= Ferdinand Tönnies Society =

German sociological research society

The Ferdinand Tönnies Society (Ferdinand-Tönnies-Gesellschaft e. V., FTG) was founded in 1956 in Kiel, Germany. Its main purpose is to further sociological research, especially on Ferdinand Tönnies (1855–1936), the founder of German sociology.

== Activities ==

The society publishes an edition of Tönnies' complete works which has been reconstructed using the "textual criticism" technique (Ferdinand Tönnies Gesamtausgabe, 24 vols., edited by Lars Clausen ( -2010), Alexander Deichsel, Cornelius Bickel, Rolf Fechner ( -2006,), Dieter Haselbach, Carsten Schlüter-Knauer, and Uwe Carstens (2006–2020); Berlin and New York, Walter de Gruyter 1998- ).
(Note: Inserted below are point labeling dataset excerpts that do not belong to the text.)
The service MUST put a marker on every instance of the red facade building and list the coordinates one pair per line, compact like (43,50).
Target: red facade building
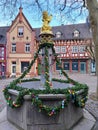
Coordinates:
(70,43)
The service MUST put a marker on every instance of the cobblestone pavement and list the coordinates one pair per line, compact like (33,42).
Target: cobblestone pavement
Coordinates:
(90,80)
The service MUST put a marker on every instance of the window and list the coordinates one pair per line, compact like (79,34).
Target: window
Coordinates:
(27,47)
(58,67)
(13,47)
(63,49)
(66,65)
(24,66)
(75,66)
(74,49)
(20,31)
(14,68)
(58,34)
(1,52)
(81,49)
(76,33)
(58,49)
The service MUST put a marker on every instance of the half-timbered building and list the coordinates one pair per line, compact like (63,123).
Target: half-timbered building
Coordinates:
(18,44)
(70,44)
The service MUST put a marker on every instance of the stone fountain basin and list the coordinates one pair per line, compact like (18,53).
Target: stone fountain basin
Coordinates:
(28,117)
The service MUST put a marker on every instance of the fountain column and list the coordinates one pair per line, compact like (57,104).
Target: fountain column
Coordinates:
(46,44)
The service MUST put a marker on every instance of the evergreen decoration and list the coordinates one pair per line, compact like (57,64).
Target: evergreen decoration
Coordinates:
(76,94)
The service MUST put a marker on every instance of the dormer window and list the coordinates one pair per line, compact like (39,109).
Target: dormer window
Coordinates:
(20,31)
(58,34)
(76,33)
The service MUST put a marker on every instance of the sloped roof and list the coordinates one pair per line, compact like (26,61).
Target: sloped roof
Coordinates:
(68,30)
(3,31)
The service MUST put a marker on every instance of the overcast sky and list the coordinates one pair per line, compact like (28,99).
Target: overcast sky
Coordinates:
(57,19)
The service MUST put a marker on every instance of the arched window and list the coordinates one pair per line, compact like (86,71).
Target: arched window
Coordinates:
(58,34)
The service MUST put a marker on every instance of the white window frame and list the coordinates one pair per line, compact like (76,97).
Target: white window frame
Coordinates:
(63,49)
(27,47)
(75,49)
(58,49)
(81,49)
(13,47)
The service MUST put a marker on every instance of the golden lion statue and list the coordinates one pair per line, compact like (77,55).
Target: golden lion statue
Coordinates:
(46,20)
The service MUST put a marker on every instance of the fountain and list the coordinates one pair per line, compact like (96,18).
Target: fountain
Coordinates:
(45,103)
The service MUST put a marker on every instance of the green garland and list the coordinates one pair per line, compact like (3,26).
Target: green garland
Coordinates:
(74,94)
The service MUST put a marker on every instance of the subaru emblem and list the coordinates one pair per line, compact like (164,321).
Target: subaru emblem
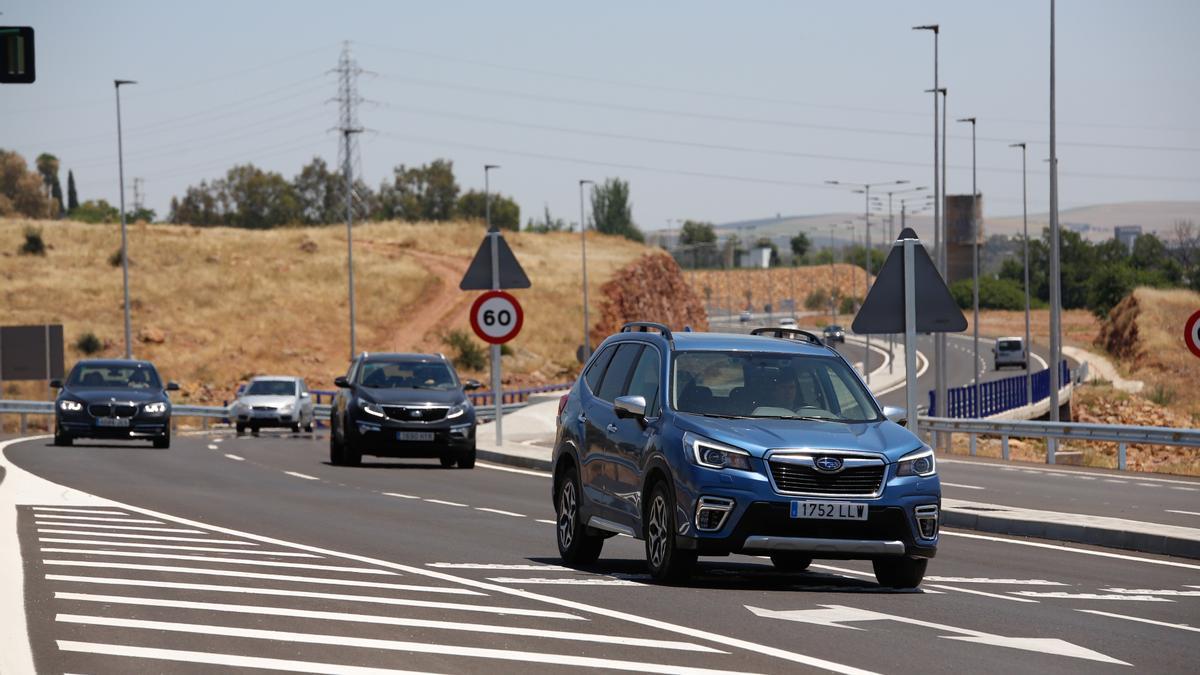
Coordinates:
(828,464)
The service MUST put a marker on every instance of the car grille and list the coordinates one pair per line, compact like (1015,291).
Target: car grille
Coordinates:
(112,410)
(407,413)
(861,481)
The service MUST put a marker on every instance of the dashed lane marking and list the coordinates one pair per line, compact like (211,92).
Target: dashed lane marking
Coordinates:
(379,620)
(157,555)
(1151,621)
(391,645)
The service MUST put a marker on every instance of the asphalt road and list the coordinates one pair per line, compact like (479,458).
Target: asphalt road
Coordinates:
(406,566)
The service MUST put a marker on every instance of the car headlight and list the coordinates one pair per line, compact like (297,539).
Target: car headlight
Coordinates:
(371,408)
(919,463)
(715,455)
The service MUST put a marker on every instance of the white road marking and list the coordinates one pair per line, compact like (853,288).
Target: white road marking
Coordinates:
(496,511)
(1072,549)
(42,518)
(123,536)
(395,645)
(222,560)
(1151,621)
(232,661)
(102,526)
(1061,595)
(499,566)
(141,545)
(90,511)
(513,470)
(562,581)
(1155,592)
(379,620)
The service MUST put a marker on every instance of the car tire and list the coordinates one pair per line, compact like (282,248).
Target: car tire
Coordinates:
(790,561)
(900,572)
(667,562)
(575,544)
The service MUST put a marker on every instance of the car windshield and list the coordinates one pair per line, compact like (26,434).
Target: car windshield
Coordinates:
(271,388)
(747,384)
(407,375)
(114,377)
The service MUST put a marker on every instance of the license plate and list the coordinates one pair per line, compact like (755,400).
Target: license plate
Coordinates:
(414,435)
(829,511)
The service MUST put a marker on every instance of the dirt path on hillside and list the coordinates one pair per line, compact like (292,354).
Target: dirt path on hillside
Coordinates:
(441,308)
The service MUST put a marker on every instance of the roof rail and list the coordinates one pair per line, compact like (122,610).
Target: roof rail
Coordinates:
(643,326)
(789,334)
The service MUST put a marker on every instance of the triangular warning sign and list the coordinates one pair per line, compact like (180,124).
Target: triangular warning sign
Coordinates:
(479,274)
(882,311)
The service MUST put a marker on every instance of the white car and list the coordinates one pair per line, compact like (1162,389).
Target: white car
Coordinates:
(274,401)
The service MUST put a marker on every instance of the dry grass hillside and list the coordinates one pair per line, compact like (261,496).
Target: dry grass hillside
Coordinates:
(214,306)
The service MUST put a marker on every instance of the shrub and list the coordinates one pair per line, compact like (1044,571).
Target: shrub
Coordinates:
(468,354)
(34,244)
(89,344)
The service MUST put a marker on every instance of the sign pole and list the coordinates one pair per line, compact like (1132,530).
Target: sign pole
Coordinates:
(910,333)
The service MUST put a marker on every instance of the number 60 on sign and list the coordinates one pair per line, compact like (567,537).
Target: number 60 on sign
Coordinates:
(496,317)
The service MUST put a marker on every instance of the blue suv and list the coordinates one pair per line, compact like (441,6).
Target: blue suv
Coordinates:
(769,443)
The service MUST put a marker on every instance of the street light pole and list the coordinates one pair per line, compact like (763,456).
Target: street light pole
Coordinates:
(583,248)
(125,244)
(1025,220)
(975,270)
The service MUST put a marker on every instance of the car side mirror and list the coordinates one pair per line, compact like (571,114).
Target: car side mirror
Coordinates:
(898,414)
(630,407)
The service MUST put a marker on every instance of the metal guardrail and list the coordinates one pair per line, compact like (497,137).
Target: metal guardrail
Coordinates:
(1120,434)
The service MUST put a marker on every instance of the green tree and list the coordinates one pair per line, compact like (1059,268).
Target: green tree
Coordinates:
(505,211)
(695,232)
(424,192)
(72,196)
(612,211)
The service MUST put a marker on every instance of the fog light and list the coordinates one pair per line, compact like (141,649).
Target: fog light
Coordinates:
(712,512)
(927,520)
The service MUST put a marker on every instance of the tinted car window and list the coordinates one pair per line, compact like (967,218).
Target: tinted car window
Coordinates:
(595,371)
(617,372)
(645,381)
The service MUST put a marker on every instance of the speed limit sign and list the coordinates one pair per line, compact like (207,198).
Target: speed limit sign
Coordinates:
(1192,333)
(496,317)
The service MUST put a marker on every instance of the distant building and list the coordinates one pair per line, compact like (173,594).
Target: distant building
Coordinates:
(1127,234)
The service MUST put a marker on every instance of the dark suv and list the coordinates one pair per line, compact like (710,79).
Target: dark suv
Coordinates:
(706,443)
(115,400)
(402,406)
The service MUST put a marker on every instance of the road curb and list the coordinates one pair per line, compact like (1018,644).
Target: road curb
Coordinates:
(1096,536)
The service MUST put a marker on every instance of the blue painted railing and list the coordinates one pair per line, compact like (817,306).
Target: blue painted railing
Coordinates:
(997,396)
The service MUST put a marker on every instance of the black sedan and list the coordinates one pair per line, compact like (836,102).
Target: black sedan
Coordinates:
(402,406)
(118,400)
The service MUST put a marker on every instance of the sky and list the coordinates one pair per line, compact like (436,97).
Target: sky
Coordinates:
(712,111)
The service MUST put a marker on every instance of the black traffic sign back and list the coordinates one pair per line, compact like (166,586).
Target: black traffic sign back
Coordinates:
(479,274)
(882,311)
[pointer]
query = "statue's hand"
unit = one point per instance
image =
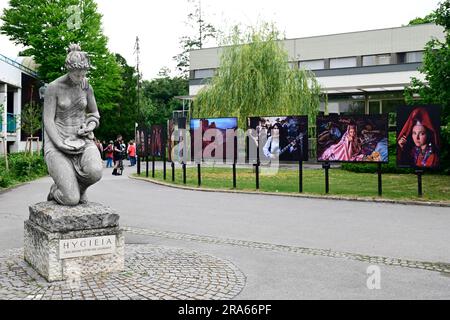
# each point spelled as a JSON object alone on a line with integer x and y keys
{"x": 70, "y": 149}
{"x": 86, "y": 131}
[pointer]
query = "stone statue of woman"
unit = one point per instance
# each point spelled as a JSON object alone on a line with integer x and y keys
{"x": 70, "y": 117}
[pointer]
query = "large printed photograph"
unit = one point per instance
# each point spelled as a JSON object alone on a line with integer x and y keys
{"x": 284, "y": 138}
{"x": 418, "y": 136}
{"x": 157, "y": 141}
{"x": 352, "y": 138}
{"x": 213, "y": 139}
{"x": 141, "y": 141}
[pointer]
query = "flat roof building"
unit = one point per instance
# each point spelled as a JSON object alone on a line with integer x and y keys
{"x": 19, "y": 85}
{"x": 362, "y": 72}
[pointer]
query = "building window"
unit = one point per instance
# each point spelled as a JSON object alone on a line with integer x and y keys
{"x": 204, "y": 73}
{"x": 349, "y": 62}
{"x": 414, "y": 57}
{"x": 312, "y": 64}
{"x": 376, "y": 60}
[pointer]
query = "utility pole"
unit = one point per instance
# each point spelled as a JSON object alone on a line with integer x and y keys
{"x": 137, "y": 51}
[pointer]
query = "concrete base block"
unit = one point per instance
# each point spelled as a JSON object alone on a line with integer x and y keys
{"x": 55, "y": 258}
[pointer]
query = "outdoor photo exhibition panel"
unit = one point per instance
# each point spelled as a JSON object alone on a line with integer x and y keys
{"x": 352, "y": 138}
{"x": 282, "y": 138}
{"x": 418, "y": 137}
{"x": 213, "y": 139}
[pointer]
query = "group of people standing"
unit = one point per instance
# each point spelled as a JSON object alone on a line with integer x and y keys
{"x": 115, "y": 152}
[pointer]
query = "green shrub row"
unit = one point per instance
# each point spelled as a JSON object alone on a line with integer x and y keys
{"x": 390, "y": 167}
{"x": 22, "y": 167}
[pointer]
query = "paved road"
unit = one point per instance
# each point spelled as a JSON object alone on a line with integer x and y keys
{"x": 241, "y": 223}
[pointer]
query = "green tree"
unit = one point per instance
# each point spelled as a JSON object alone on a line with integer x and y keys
{"x": 161, "y": 92}
{"x": 203, "y": 32}
{"x": 427, "y": 19}
{"x": 254, "y": 78}
{"x": 121, "y": 119}
{"x": 3, "y": 137}
{"x": 31, "y": 121}
{"x": 46, "y": 28}
{"x": 436, "y": 87}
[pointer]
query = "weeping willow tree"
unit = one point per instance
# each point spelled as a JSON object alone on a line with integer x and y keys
{"x": 255, "y": 79}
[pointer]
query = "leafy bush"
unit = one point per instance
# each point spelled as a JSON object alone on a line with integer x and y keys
{"x": 390, "y": 167}
{"x": 22, "y": 167}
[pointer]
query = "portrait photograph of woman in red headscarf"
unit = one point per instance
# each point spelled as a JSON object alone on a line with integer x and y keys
{"x": 418, "y": 136}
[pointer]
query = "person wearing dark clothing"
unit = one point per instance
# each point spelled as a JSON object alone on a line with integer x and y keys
{"x": 118, "y": 156}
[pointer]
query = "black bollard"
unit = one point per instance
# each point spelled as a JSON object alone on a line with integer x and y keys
{"x": 234, "y": 175}
{"x": 153, "y": 166}
{"x": 138, "y": 166}
{"x": 300, "y": 176}
{"x": 380, "y": 181}
{"x": 172, "y": 164}
{"x": 419, "y": 183}
{"x": 327, "y": 166}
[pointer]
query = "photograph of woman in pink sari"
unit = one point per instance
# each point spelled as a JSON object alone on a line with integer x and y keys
{"x": 418, "y": 140}
{"x": 352, "y": 138}
{"x": 347, "y": 149}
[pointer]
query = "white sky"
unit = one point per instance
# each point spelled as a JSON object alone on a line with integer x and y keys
{"x": 160, "y": 24}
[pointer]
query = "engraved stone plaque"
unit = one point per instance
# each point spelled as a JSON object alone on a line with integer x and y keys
{"x": 85, "y": 247}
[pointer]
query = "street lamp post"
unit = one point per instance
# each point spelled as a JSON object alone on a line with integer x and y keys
{"x": 41, "y": 98}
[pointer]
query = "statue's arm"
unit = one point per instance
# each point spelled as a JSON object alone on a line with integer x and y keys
{"x": 49, "y": 116}
{"x": 93, "y": 116}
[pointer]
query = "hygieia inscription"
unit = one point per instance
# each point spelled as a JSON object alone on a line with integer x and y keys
{"x": 84, "y": 247}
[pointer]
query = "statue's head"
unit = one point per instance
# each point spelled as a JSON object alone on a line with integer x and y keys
{"x": 77, "y": 64}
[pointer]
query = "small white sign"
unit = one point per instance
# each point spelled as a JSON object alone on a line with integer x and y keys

The FTG also publishes the bi-annual Tönnies-Forum magazine.

It also organizes publications and research conferences on sociological topics, namely the "Tönnies Symposia", which have so far taken place in Kiel 1980, 1983, and 1987, in Klagenfurt 2004, in Kiel 2005, in Paris 2007, in Husum 2011, 2013 and 2015, in Kiel 2019.

Furthermore, the FTG owns the Ferdinand-Tönnies-Haus (a student residence) in Kiel and organizes as well public lectures on academic and political topics for the public.

President is at present [since 2020] Dieter Haselbach.